Thames Water had wanted to sell its Bath Road site in Reading to developers with planning permission for the homes.
Opponents argued the 5.4 acre (2.2 hectare) underground reservoir, which is covered in vegetation, was a "green lung" for the town.
Councillors voted unanimously in October to reject the plans.
Thames Water said at the time that it was "disappointed".
It says it has a duty to its customers to get the maximum value from selling the land, once it becomes no longer needed early next year.
The council received more than 400 letters of protest in opposition.
Its planning committee will meet at 1830 GMT to publicly give its reasons for the rejection.
Campaigners say the vegetation on top of the reservoir is a "green lung"

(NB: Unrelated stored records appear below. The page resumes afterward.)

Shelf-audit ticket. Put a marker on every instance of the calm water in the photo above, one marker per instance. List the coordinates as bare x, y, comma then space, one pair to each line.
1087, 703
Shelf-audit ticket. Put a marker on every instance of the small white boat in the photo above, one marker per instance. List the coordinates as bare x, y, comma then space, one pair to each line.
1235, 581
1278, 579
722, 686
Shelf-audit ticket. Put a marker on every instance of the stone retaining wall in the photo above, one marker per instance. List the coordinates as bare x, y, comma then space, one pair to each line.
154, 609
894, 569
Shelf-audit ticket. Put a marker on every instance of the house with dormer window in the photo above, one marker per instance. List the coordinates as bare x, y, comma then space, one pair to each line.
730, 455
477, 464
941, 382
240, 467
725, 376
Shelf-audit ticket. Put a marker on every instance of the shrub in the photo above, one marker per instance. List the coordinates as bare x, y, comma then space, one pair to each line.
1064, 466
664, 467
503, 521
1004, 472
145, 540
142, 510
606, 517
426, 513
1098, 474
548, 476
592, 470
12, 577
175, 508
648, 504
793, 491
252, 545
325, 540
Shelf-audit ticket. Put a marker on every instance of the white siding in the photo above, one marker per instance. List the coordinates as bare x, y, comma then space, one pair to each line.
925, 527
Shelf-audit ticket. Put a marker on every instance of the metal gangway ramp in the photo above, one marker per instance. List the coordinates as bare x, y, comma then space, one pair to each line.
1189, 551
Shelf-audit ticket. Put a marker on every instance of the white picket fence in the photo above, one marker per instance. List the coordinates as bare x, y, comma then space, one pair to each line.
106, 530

Campaigner Mel Woodward, of the Save the Bath Road Reservoir group said: "It is in the best interests of everyone... that these reasons cover all of the planning grounds that justify why the application is unsuitable for the site.
"Because then if Thames Water appeal, the government will then not be able to overrule it, and we won't end up with a potentially similar or worse development."
The group said the vegetation covering the underground reservoir had been untouched for decades, allowing wildlife such as deer, foxes and badgers to flourish.
They want to see Thames Water turn the area into an educational resource for local schools.
A previous planning bid for the site by Thames Water was turned down last year.